Hubble Space Telescope image showing Eta Carinae and the Homunculus Nebula. The Homunculus was partly created in an eruption of Eta Carinae. Eta Carinae itself appears as the white patch near the centre of the image, where the 2 lobes of the Homunculus touch.
Credit: Wikimedia
Eta Carinae (left) emitted light that researchers have detected reflecting off dust clouds (right).
Credit: A. Rest, STSI/NASA/NOAO
SYDNEY: 'Light echoes' have been detected from a giant cosmic eruption that occurred in 1838, shedding new light on the history of one of the most massive stars in our galaxy.
When the so-called Great Eruption occurred between 1838 and 1858, Eta Carinae, a massive system consisting of two stars, lit up and became the second brightest star in our sky for the following decade, before fading from view.
For years, scientists have puzzled over what caused the Great Eruption, but because telescopes of the 19th century lacked instruments such as sophisticated modern spectrographs, they could not record the physical conditions at the time of the eruption. Now, scientists have detected the light spectrum of this past eruption for the first time to discover that the Great Eruption was cooler, and stranger, than previously thought.
"Eta Carinae is probably the most studied object in our galaxy," said lead Armin Rest from the Space Telescope Science Institute in Baltimore, author of the paper published in the current issue of Nature. "It's an extremely interesting object and important to understand. The big missing piece was always that there was no spectra of the Great Eruption, we did not have the data."
A massive blue star
Discovered by English astronomer and mathematician Edmund Halley in 1677, the Eta Carinae star lies about 7,500 light-years from Earth in the constellation Carina. Scientists have suggested that it is a binary star, which is a system containing at least two stars, called Eta Car A and Eta Car B. Researchers suspect that if this is true, Eta Car B star has less mass than Eta Car A, which is a huge Luminous Blue Variable (LBV) star around 120 solar masses.
Due to its colossal mass, Eta Carinae is one of the most unstable stars known, and has gone through periods of brightness and dimness, burning its fuel faster than normal stars do. During the Great Eruption, it lost an amount of mass equivalent to that of about 20 times the mass of the Sun, and expelled the gas that now makes up the Homunculus Nebula. Eta Carinae is now swathed in the red haze of the nebula, making it very difficult to study.

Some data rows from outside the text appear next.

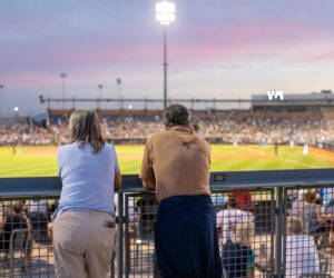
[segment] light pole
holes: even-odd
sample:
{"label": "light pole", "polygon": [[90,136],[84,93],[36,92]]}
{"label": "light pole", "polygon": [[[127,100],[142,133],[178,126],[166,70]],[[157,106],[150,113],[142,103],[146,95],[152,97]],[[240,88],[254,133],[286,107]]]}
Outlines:
{"label": "light pole", "polygon": [[2,90],[4,86],[0,85],[0,117],[2,117]]}
{"label": "light pole", "polygon": [[65,108],[65,79],[67,78],[67,75],[65,72],[60,73],[60,78],[61,78],[61,98],[62,98],[62,109]]}
{"label": "light pole", "polygon": [[100,103],[99,103],[99,99],[102,97],[102,93],[104,93],[104,86],[102,85],[99,85],[98,86],[98,88],[99,88],[99,96],[98,96],[98,98],[97,98],[97,103],[98,103],[98,109],[100,109]]}
{"label": "light pole", "polygon": [[164,109],[167,107],[167,26],[175,20],[175,3],[163,0],[156,3],[156,19],[164,26]]}
{"label": "light pole", "polygon": [[121,79],[117,78],[116,79],[116,83],[117,83],[117,93],[118,93],[118,103],[119,103],[119,109],[122,108],[122,103],[120,103],[120,89],[121,89]]}

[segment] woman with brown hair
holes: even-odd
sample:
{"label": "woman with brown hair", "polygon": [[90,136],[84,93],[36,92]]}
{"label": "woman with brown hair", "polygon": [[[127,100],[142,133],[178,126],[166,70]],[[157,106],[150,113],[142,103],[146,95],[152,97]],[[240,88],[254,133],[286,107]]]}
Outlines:
{"label": "woman with brown hair", "polygon": [[116,245],[114,191],[121,177],[114,146],[105,142],[98,116],[70,117],[71,143],[58,150],[62,190],[53,214],[57,277],[107,277]]}

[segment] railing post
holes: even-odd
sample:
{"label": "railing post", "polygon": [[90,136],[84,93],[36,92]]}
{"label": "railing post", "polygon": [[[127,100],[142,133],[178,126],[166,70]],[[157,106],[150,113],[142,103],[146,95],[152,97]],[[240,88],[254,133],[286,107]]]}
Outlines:
{"label": "railing post", "polygon": [[284,200],[283,200],[283,187],[276,188],[276,227],[275,227],[275,234],[276,234],[276,244],[275,244],[275,270],[276,270],[276,277],[282,278],[283,271],[282,271],[282,255],[283,255],[283,218],[284,218]]}
{"label": "railing post", "polygon": [[117,270],[118,278],[122,278],[122,250],[124,250],[124,240],[122,240],[122,224],[124,224],[124,193],[118,192],[118,257],[117,257]]}

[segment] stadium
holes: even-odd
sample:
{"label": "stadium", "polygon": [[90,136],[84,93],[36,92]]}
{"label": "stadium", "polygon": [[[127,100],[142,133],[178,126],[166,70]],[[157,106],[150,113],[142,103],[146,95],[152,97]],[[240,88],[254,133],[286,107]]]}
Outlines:
{"label": "stadium", "polygon": [[[1,8],[0,278],[334,277],[332,2],[4,0]],[[185,106],[190,121],[176,117],[169,127],[173,105]],[[98,117],[81,135],[100,126],[90,137],[101,133],[109,145],[94,152],[90,138],[90,146],[76,149],[82,155],[94,147],[89,159],[76,170],[68,163],[63,173],[59,149],[81,140],[70,133],[80,109]],[[154,152],[151,136],[175,127],[196,143],[205,139],[209,156],[198,159],[204,148],[180,159],[193,142],[183,139],[175,149],[159,149],[165,157]],[[108,152],[106,163],[90,165],[112,146],[116,155]],[[173,152],[178,159],[170,162]],[[168,175],[157,161],[170,163]],[[206,168],[187,168],[193,162]],[[99,173],[99,182],[89,172]],[[159,182],[176,180],[175,192],[161,190],[159,175]],[[206,191],[198,193],[203,177]],[[99,191],[101,185],[108,190]],[[203,203],[191,210],[185,201],[203,196],[209,224]],[[164,209],[170,222],[159,227]],[[108,219],[100,225],[101,214]],[[85,264],[60,262],[81,232],[95,229],[82,240]],[[62,245],[59,238],[68,235]],[[92,242],[107,246],[104,266],[87,251]],[[196,272],[212,259],[210,244],[218,267]],[[174,275],[165,275],[167,265]],[[191,274],[177,272],[184,269]]]}
{"label": "stadium", "polygon": [[[194,129],[212,143],[212,170],[333,168],[332,92],[298,95],[297,100],[295,96],[268,100],[266,95],[256,95],[247,110],[193,110]],[[8,119],[8,125],[1,126],[0,145],[6,146],[1,147],[1,176],[57,175],[57,149],[69,142],[71,111],[48,109],[46,119],[36,123],[32,119],[20,119],[21,122]],[[139,173],[147,137],[163,130],[163,111],[98,109],[97,112],[104,136],[116,145],[122,172]],[[279,146],[278,153],[275,145]],[[305,145],[307,155],[303,155]]]}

"These really massive stars are really blue and not very stable. They sometimes go through these periods where they have eruptions," said Rest.
Previous wind models of the Great Eruption, based on visual estimates of Eta Carinae's brightness rather than the light echoes emitted from the eruption, implied that the minimum temperature during this eruption was around 7,000 degrees Celsius. Eta Carinae was thought to be the proto-type of these giant eruptions, so scientists thought the temperature could not go lower than this.
Light echo time machine
Light echoes have been used by scientists in the past to determine the characteristics of cosmic eruptions. When an eruption or explosion occurs in space, light will emit in all directions, and the light we see is the light that's travelling towards us. If the light that's travelling away from us happens to hit a dust cloud, it is reflected back towards us - like an echo - but will arrive at a later stage due to a longer path. "It's kind of like a time machine," said Rest. "You can look backwards in time and look at an event in the past."
"It's like you're chipping away at the base of a volcano, to find the lava from an eruption from 100 million years ago. It's pretty impressive," said Peter Tuthill from the School of Physics at the University of Sydney, who was not involved in the study.
But light echoes can be quite a challenge to pick up. "It's a catch-22 situation. You need something to reflect the light at you, and ideally you'd want a clean sheet of white paper, but [space] gives you a messy cloud with its own physics," Tuthill added. "Unravelling the light echo from all the stuff that's going on in the background is part of the challenge."